将同一id多行数据合并到一行

声明:

数据库为impala

需求:

1、3个数据源有一个相同的字段“batch_no”,根据此相同字段将3个数据源中的数据放到一个报表展示

2、其中需展示的”所属账期“字段数据源中没有,根据数据源中的账期开始日和账期结束日判断,开始日取最早日期,结束日取最晚日期

所属账期:账期最早2020-05-20 00:00:00,账期最晚2020-07-10 00:00:00

所属账期就是202005/202006/202007或者202005~202007

3、其中某系字段例如“发票号”“凭证号”“产业”“渠道名称”等包含多个内容时,在同一行显示。并且,如果发票号或者凭证号是连续的使用“~”,如果不是联系的使用“/”隔开,重复的数据只显示一个(也就是去重)。

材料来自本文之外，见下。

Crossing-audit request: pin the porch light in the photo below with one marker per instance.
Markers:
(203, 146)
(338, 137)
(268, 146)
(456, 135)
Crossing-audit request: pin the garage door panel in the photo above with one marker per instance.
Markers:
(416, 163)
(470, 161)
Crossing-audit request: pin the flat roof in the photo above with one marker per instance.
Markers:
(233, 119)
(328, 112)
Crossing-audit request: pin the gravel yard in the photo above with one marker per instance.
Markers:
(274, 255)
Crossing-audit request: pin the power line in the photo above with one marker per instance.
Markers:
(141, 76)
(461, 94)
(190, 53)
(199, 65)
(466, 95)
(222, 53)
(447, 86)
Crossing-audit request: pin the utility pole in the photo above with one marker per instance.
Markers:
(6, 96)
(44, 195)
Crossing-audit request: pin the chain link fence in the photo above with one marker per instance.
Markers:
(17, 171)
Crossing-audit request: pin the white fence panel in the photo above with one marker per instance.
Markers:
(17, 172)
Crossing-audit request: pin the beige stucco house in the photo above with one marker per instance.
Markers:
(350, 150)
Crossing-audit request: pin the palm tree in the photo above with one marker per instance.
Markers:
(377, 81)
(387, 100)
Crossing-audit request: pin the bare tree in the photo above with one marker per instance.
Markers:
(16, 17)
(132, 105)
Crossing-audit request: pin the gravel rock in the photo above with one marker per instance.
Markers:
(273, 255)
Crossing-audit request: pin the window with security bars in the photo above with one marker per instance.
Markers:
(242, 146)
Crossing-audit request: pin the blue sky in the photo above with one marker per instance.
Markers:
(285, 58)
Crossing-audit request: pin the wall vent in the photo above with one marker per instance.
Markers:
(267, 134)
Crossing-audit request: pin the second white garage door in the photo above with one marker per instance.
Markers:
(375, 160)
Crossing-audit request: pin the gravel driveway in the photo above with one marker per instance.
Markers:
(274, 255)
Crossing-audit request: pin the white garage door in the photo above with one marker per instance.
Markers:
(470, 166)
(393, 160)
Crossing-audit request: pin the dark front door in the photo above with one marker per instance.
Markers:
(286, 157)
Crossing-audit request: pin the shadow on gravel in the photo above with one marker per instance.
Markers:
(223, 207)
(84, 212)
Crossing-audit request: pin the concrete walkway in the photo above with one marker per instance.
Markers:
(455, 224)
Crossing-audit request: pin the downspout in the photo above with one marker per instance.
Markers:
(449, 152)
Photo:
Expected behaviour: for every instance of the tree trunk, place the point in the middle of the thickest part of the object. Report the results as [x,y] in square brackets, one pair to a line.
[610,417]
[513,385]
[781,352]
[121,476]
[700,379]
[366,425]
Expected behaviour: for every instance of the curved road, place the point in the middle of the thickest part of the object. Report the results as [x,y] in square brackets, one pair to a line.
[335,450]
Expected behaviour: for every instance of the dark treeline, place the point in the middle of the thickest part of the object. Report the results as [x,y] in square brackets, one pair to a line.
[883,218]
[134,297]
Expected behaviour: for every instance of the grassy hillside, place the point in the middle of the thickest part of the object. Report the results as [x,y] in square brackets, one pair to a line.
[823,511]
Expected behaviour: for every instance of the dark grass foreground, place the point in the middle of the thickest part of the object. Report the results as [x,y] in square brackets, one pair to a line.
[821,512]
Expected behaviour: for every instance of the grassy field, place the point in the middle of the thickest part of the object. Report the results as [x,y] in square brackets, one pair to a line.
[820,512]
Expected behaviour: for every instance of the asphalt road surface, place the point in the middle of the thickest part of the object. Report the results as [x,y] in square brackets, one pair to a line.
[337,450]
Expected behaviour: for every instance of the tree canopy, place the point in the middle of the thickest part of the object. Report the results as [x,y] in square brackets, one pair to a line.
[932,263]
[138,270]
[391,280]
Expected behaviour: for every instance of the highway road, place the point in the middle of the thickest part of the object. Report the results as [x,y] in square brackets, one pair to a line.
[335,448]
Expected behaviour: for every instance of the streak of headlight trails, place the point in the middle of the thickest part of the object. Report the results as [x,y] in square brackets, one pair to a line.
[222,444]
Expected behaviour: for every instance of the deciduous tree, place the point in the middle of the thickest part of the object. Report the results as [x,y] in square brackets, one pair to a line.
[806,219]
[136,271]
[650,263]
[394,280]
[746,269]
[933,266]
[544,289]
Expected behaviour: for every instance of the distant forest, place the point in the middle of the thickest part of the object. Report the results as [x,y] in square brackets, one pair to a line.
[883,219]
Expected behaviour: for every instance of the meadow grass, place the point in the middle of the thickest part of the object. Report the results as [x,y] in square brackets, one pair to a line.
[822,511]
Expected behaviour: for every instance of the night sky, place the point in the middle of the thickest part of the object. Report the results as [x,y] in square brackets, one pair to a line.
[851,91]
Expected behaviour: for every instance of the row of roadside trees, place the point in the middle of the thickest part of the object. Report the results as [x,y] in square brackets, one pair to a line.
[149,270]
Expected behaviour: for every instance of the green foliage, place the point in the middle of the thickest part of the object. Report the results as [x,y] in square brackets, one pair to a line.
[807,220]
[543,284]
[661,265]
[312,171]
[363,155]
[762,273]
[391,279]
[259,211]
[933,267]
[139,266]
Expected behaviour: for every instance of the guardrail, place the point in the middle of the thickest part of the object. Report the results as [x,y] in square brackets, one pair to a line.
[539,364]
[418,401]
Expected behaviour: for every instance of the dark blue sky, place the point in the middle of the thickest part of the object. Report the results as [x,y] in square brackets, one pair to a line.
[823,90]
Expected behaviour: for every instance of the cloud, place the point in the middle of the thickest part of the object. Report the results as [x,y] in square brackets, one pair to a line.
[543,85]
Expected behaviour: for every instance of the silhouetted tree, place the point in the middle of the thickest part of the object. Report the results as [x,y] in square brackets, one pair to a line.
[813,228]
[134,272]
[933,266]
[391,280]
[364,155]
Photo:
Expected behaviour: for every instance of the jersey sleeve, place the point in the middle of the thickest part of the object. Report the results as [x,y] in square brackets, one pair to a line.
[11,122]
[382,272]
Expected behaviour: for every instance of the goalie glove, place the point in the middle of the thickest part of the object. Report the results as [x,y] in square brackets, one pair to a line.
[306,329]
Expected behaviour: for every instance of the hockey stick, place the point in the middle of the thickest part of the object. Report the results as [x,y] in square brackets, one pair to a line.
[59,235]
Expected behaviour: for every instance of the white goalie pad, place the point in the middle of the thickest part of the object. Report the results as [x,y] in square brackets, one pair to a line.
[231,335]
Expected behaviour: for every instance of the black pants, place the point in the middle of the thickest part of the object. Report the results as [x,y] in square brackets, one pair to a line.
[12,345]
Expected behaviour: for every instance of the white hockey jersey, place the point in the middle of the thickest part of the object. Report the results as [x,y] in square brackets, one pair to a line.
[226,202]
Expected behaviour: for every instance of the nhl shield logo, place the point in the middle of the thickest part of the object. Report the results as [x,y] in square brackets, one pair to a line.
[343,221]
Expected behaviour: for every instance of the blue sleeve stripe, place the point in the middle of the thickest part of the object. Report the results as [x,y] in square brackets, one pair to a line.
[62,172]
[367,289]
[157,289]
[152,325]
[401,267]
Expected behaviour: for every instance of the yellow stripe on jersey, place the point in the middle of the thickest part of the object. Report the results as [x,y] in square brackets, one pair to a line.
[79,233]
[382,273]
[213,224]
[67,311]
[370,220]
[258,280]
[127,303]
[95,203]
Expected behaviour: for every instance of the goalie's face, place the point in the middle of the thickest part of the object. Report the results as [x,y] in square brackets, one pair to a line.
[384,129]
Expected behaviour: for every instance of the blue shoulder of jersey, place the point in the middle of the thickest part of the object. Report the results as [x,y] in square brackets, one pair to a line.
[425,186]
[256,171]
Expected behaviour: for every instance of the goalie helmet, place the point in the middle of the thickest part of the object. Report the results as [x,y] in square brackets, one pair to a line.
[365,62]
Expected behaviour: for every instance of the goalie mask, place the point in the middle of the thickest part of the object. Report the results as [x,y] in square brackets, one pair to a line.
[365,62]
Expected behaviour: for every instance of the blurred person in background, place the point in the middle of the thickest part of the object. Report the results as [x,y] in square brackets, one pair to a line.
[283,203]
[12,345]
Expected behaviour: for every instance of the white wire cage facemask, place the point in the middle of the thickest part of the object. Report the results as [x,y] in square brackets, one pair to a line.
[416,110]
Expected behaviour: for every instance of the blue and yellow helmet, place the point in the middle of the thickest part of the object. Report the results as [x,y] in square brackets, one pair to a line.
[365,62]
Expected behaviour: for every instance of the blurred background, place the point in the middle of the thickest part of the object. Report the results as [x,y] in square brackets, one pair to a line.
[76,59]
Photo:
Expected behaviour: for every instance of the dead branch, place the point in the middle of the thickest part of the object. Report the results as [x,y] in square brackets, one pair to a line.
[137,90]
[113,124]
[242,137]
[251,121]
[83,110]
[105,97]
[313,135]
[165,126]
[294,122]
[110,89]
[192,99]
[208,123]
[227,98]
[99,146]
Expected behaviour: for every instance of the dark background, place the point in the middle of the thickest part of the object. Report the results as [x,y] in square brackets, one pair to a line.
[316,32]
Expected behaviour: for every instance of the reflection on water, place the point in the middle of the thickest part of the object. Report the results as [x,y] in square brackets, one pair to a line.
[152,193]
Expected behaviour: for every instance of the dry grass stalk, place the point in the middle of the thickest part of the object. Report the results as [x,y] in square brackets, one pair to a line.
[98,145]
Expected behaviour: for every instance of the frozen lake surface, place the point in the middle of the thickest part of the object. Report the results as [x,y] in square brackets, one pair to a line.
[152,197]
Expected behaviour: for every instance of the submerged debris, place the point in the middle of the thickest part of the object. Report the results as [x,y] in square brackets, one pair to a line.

例如:发票号:1,2,3,4,2;是连续的且2是重复的,则结果为:1~4

          发票号:1,3,4,8,3;非连续的且3是重复的,则结果为:1/3/4/8,而不是1/3/4/8/3

解决步骤:

第一步:查看源表数据,如下

客户希望展现的结果:

第二步:impala的group_concat(column)方法,将某一个列的数据放到一起,需要配合group by使用。(同组的数据,通过group_concat(column)指定要放到一起的数据是哪列);

首先我们来实现多行合并到一行

select b.batch_no,

GROUP_CONCAT(b.invoice_no, '/') invoice_no,

GROUP_CONCAT(b.voucher_no, '/') voucher_no

from receive_data.CVP_V_GET_BATCH_NBMS a

left join receive_data.cvp_v_get_invoice_nbms b

on a.batch_no=b.batch_no

where a.deleted_flag='0'

and b.deleted_flag='0'

and a.batch_no='INBMS202005290100'

group by b.batch_no;

结果如下:

细心的你会发现,invoice_no是连续的啊,要使用“~”,不能使用“/”拼接啊

第三步:把连续的使用“~”,不连续的使用“/”连接

select b.batch_no,

case when max(invoice_no) = min(invoice_no) then max(invoice_no)

     when cast(max(invoice_no) as int)+1 - cast(min(invoice_no) as int)=count(invoice_no) then concat(min(invoice_no),'~',max(invoice_no))

     else GROUP_CONCAT(b.invoice_no, '/')

     end invoice_no,

case when max(voucher_no) = min(voucher_no) then max(voucher_no)

     when cast(max(voucher_no) as int)+1 - cast(min(voucher_no) as int)=count(voucher_no) then concat(min(voucher_no),'~',max(voucher_no))

     else GROUP_CONCAT(b.voucher_no, '/')

     end voucher_no

from receive_data.CVP_V_GET_BATCH_NBMS a

left join receive_data.cvp_v_get_invoice_nbms b

on a.batch_no=b.batch_no

where a.deleted_flag='0'

and b.deleted_flag='0'

and a.batch_no='INBMS202005290100'

group by b.batch_no;

第四步:现在离我们的目标又进了一步,但是需求还有一点就是要去重。你会想到使用distinct啊。我们来看一下结果:

select b.batch_no,

case when max(invoice_no) = min(invoice_no) then max(invoice_no)

     when cast(max(invoice_no) as int)+1 - cast(min(invoice_no) as int)=count(distinct invoice_no) then concat(min(invoice_no),'~',max(invoice_no))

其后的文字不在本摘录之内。